Outre de suggérer la mise en place d’un réseau versatile de transport en commun, encourageant les résidents à emprunter ce dernier plutôt qu’à prendre leurs voitures, le NU préconise aussi la conception de routes conviviales et sans danger. Ces routes favorisent le déplacement à pied, l’utilisation de bicyclettes, de rollers, de scooters électriques…

Durabilité

Dans le contexte du réchauffement climatique et de la sobriété énergétique qui est attendue de nos sociétés, le NU recherche, dans sa conception de l’espace commun et du projet urbain, un impact environnemental minimal. De même, par la suite, pour les opérations économiques qu’accueillera l’espace. Il s’agira aussi de favoriser les technologies vertes, le respect de l’écologie et des équilibres naturels. Cet urbanisme et ce mode de vie collectif recherchent l’efficience énergétique, l’usage le plus limité possible des hydrocarbures à effet de serre, davantage de production de proximité, davantage de marche et de vélo, moins de déplacements en voiture.

Le NU entend aussi encourager les urbanistes, architectes, promoteurs et décideurs politiques à concevoir des villes denses et diversifiées mais aussi polycentriques. Leur aménagement, comme noté plus haut, se fait avant tout à l’échelle d’un quartier. Ce dernier est conçu comme un ensemble équilibré de services, d’emplois, de lieux d’activités et d’habitations permettant l’épanouissement de la communauté de résidents. Le schéma directeur de ces villes est établi dans un esprit participatif, en évitant les décisions de haut en bas, recherchant aussi la convivialité et le lien social et non le seul retour sur capital. C’est ce qu’a commencé à entreprendre la SLDC à Port-Louis. Envisageable, demain, pour une autre ville, voire un village ou un quartier, l’outil informatique étant paramétrable à souhait.
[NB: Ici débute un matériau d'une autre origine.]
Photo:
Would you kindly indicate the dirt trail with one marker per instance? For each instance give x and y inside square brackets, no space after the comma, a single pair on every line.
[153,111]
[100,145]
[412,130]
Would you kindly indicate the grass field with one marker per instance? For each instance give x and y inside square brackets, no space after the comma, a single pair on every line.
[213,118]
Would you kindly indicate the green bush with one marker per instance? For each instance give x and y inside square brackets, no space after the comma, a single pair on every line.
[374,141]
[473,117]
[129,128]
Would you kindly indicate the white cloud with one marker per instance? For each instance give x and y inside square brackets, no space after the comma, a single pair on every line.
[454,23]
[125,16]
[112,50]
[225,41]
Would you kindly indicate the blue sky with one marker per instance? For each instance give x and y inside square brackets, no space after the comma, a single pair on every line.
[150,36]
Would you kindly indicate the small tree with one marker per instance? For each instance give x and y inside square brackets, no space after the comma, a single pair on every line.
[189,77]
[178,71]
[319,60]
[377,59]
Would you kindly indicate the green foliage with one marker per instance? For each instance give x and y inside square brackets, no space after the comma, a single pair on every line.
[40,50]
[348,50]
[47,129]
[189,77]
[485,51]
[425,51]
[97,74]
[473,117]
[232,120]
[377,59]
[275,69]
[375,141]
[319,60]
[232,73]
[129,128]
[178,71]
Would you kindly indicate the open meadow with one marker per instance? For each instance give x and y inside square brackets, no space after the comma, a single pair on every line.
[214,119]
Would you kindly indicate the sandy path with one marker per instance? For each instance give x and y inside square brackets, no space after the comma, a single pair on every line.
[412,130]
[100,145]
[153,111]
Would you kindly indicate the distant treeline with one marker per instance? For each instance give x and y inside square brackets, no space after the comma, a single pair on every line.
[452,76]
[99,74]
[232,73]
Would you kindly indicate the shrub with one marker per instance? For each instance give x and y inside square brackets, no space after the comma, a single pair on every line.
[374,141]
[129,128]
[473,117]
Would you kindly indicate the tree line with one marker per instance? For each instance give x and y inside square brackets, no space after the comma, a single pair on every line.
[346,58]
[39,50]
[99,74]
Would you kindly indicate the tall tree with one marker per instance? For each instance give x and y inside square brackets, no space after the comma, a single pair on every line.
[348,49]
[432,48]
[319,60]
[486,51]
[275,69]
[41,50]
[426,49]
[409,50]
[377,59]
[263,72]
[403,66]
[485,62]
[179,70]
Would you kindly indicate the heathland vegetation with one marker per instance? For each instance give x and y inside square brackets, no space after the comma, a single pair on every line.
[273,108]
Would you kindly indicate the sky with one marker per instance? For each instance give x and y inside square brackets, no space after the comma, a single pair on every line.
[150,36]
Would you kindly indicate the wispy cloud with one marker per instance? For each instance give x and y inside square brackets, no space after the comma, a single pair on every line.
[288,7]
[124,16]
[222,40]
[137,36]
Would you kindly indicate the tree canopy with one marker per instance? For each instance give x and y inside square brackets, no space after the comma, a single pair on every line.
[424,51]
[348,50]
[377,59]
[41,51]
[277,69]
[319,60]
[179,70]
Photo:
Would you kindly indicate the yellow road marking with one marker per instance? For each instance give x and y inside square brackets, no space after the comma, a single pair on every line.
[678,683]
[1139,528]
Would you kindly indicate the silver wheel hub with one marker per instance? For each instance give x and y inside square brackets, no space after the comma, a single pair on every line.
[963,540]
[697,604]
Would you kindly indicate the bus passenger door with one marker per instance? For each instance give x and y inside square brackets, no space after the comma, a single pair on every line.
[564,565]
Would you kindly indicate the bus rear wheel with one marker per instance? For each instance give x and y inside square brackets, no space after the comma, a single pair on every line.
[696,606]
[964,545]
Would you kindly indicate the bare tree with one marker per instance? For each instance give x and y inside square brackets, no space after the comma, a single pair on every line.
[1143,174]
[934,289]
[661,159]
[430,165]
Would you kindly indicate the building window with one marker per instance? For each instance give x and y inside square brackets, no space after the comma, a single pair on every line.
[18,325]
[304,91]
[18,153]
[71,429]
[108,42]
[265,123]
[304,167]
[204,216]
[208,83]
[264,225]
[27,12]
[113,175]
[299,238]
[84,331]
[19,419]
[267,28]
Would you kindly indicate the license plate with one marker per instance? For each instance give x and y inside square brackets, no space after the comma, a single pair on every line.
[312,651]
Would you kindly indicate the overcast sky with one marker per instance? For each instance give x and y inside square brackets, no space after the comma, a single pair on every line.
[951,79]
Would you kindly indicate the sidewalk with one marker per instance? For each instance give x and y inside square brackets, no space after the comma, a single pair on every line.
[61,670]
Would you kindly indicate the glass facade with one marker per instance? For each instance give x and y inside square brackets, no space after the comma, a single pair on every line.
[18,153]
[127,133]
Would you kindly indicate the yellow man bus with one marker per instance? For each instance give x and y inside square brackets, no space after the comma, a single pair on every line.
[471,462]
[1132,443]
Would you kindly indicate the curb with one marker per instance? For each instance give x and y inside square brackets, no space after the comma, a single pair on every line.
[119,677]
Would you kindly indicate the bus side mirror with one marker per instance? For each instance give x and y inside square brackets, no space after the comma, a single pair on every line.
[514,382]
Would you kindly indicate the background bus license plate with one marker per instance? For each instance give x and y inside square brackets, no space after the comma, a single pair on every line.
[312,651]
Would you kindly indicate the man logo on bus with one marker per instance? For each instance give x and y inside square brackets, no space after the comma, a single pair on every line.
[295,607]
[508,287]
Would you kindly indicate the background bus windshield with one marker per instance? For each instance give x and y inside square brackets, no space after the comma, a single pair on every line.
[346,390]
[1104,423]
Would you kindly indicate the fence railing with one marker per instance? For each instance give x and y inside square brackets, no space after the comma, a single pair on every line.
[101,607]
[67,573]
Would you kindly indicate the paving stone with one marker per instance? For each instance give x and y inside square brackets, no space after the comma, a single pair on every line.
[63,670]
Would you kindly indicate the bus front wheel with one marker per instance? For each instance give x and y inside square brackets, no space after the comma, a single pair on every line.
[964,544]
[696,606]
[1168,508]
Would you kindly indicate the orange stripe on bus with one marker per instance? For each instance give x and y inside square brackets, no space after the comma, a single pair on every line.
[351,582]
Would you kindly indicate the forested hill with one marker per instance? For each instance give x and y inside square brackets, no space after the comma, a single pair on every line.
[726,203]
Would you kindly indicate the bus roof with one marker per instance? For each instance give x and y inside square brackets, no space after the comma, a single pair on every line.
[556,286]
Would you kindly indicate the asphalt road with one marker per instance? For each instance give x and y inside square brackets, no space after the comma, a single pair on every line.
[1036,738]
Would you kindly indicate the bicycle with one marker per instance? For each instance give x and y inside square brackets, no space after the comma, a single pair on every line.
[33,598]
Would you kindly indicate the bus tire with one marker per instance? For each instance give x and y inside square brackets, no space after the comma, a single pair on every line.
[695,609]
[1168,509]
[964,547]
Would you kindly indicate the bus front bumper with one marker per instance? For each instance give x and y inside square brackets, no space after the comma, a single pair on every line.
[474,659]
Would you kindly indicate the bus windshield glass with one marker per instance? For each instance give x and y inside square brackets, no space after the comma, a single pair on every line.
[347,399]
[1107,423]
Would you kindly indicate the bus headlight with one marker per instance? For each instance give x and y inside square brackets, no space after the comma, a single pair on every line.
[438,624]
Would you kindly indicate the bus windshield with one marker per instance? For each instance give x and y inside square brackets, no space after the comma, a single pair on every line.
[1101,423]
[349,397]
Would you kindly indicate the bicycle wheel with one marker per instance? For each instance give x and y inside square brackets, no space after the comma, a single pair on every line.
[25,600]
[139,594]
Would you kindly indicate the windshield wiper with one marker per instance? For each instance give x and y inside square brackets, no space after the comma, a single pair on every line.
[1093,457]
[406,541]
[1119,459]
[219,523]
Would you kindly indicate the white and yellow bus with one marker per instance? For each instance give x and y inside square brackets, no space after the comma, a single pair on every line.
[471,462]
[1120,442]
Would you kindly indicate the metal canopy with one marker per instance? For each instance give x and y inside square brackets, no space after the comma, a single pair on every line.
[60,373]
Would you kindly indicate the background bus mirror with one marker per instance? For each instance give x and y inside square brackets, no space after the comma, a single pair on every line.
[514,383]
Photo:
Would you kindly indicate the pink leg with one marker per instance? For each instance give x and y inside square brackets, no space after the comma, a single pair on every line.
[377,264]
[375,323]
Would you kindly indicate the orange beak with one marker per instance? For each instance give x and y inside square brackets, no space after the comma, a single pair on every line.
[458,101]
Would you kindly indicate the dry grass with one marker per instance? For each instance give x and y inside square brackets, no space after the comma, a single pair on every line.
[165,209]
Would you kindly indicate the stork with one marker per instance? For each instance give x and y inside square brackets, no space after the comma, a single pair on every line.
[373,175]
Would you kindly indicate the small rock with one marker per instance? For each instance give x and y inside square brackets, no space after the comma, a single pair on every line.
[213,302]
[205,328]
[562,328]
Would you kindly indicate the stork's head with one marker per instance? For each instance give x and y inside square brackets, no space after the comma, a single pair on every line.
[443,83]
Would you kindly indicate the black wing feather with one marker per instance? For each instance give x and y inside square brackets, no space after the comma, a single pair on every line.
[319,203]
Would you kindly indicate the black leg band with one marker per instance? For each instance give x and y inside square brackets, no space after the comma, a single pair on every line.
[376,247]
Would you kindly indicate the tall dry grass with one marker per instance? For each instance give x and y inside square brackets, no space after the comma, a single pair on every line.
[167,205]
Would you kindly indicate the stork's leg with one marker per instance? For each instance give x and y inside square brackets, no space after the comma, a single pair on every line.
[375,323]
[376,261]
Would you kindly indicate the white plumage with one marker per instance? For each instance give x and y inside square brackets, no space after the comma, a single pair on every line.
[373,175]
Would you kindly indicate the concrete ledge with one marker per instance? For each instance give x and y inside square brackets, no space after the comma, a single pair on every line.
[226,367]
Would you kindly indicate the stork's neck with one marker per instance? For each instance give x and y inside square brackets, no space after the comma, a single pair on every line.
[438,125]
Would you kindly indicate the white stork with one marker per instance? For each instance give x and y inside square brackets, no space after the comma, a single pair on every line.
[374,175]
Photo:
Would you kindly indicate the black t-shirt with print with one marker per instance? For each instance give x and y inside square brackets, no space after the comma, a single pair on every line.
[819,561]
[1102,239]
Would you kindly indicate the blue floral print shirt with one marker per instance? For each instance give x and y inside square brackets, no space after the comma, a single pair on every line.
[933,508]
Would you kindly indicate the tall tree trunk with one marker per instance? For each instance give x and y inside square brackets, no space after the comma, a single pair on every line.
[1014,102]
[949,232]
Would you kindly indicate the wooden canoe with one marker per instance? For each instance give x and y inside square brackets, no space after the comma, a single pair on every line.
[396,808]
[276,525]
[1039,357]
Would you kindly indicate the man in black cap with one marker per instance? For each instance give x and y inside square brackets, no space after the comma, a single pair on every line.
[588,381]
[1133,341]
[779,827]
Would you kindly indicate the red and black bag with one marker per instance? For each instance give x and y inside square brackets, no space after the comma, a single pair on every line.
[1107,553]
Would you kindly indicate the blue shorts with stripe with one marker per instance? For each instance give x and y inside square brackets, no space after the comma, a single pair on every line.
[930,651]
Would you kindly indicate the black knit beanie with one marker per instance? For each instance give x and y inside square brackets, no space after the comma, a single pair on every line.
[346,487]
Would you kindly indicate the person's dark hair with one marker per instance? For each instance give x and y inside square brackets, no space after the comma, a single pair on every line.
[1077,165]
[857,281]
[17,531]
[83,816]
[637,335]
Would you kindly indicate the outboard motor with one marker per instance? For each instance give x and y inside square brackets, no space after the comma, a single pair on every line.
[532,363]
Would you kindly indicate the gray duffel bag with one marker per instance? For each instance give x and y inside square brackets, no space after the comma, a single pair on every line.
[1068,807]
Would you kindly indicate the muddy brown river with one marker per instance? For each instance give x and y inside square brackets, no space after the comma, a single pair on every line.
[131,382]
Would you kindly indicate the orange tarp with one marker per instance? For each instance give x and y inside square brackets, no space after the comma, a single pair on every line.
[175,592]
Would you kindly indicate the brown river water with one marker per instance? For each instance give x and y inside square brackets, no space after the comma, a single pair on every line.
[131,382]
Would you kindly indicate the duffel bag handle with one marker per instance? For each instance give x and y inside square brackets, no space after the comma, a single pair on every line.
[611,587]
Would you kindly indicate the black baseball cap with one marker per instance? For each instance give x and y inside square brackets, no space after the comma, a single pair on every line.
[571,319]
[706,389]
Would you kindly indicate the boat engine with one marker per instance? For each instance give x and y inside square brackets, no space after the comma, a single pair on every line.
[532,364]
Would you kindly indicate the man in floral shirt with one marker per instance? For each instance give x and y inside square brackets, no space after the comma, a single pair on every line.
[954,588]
Au plan social et culturel, voire économique, Maurice a sans doute pris un tournant décisif lorsqu’en 1867, les plus fortunés de Port-Louis, fuyant la malaria, vont s’installer dans les Plaines-Wilhems. Cela instaure pour un nombre important de compatriotes une distance que l’on ne peut plus parcourir à pied entre le logement et le lieu de travail. En logeant nombre de Mauriciens loin des centres urbains, cela installe les conditions de nos diverses mises à distance, socioéconomique, culturelle, ethnique. Alors que notre diversité était capable de promettre une stimulante créativité, l’organisation de notre espace et de notre habitat a prolongé des isolements et des tenues à distance qu’il importe peut-être enfin de surmonter.

On ne touche pas impunément à l’habitat d’une société. Ce ne peut être sans conséquence qu’on réorganise les rapports entre les heures passées en transport, la mobilité, le temps, le droit aux loisirs… On ne provoque pas la possibilité de rentrer chez soi pour manger à midi, ou passer quelques moments avec des collègues en fin d’après-midi, ou sur un terrain de sport, une demi-heure après avoir quitté le travail, on ne change pas ainsi l’emploi du temps de ses concitoyens sans incidence aussi bien sur le travail que sur la productivité. Cela agit aussi sur le rôle social de l’école au sein de la communauté, au cœur de la ville et de la vie, sur l’envie de faire des choses ensemble.

En retenant du NU ce qui semble le plus adapté à Maurice, en investissant dans ses projets de création ou de régénération urbaine le meilleur et le plus positif de nos acquis propres, la SLDC est prête à prendre un engagement. Celui, avant tout, avant les murs, les immeubles et marchés, de bâtir une communauté.